Early Years teachers activate children's sense of wonder
Posted 01/26/2016 01:27PM

 

The “wonder” and “imagination” buttons of Early Years children were activated through thought-provoking projects their teachers had initiated with them since the beginning of the year.

Projects went from the practical to the scientific to the abstract, but in all cases they nurtured children’s natural sense of wonder and creative thinking skills.

The result: New discoveries were made.

Teachers would come up with “provocations” or open-ended activities that would stimulate the 3-to-6-year-olds’ wondering, questioning, hypothesizing, creating, problem solving, collaborating, communicating, and making sense of the world around them.

All this was documented in PowerPoint presentations that were shared with children and their parents during the month of January, much to the delight and pride of all.

The various projects that were investigated included: Rainbow, Recycling, Light, Colors, Digital Landscapes, Fostering a Creative Mind, The Mysterious Key, Clay, Paper, Construction, Buttons, Wire, Milk, Teepee, Airplanes and Extra Water.

For example, in the project “It Will Not Be Nice without Color,” the children were offered white play dough to play with. As they experimented with it, they would ask: “Why is it white?” “Why doesn’t it have colors?” “We need to put color and make it nice to play with it.”

The teachers took this opportunity to launch an inquiry into the value of color and its function. They started off with the question, “How can we color play dough?” The children answered, “We can use markers;” “We can color with this (oil pastel);” “I know we should add food coloring and cold water.”

The teachers offered the children all the materials they needed to experiment with their ideas and eventually they made new discoveries and comments: “We need colors to make things nicer in the world.”

More investigation. More reflection.

With each provocation, the teacher documented the children’s ideas, observations and dialogue, and challenged them with questions and materials that facilitated and deepened their learning, satisfied their curiosity and helped them construct their own knowledge.

Not only did the projects intrigue the children but they also elicited fascination among parents.

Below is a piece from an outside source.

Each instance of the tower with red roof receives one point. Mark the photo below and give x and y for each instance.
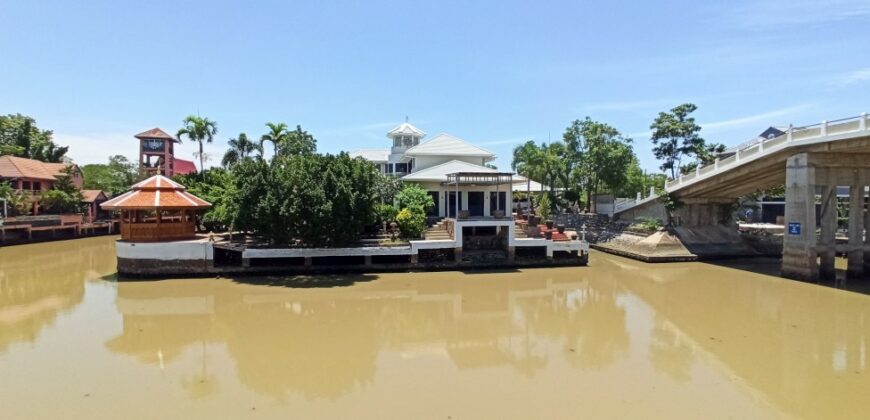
(157, 155)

One parent recounted how her son would continue asking questions, trying to crack the puzzle he was tackling at school, even on weekends. “I have to admit that as adults we can sometimes be constrained and limited by our own thinking,” she said. “Kids have an innate ability to think outside the box and come up with ideas we would never come up with. Sometimes they are silly and outrageous, but nonetheless creative. And that's exactly what the PowerPoint showed how the kids thinking and performing in certain activities or problem-solving with your great effort and commitment in our kids.”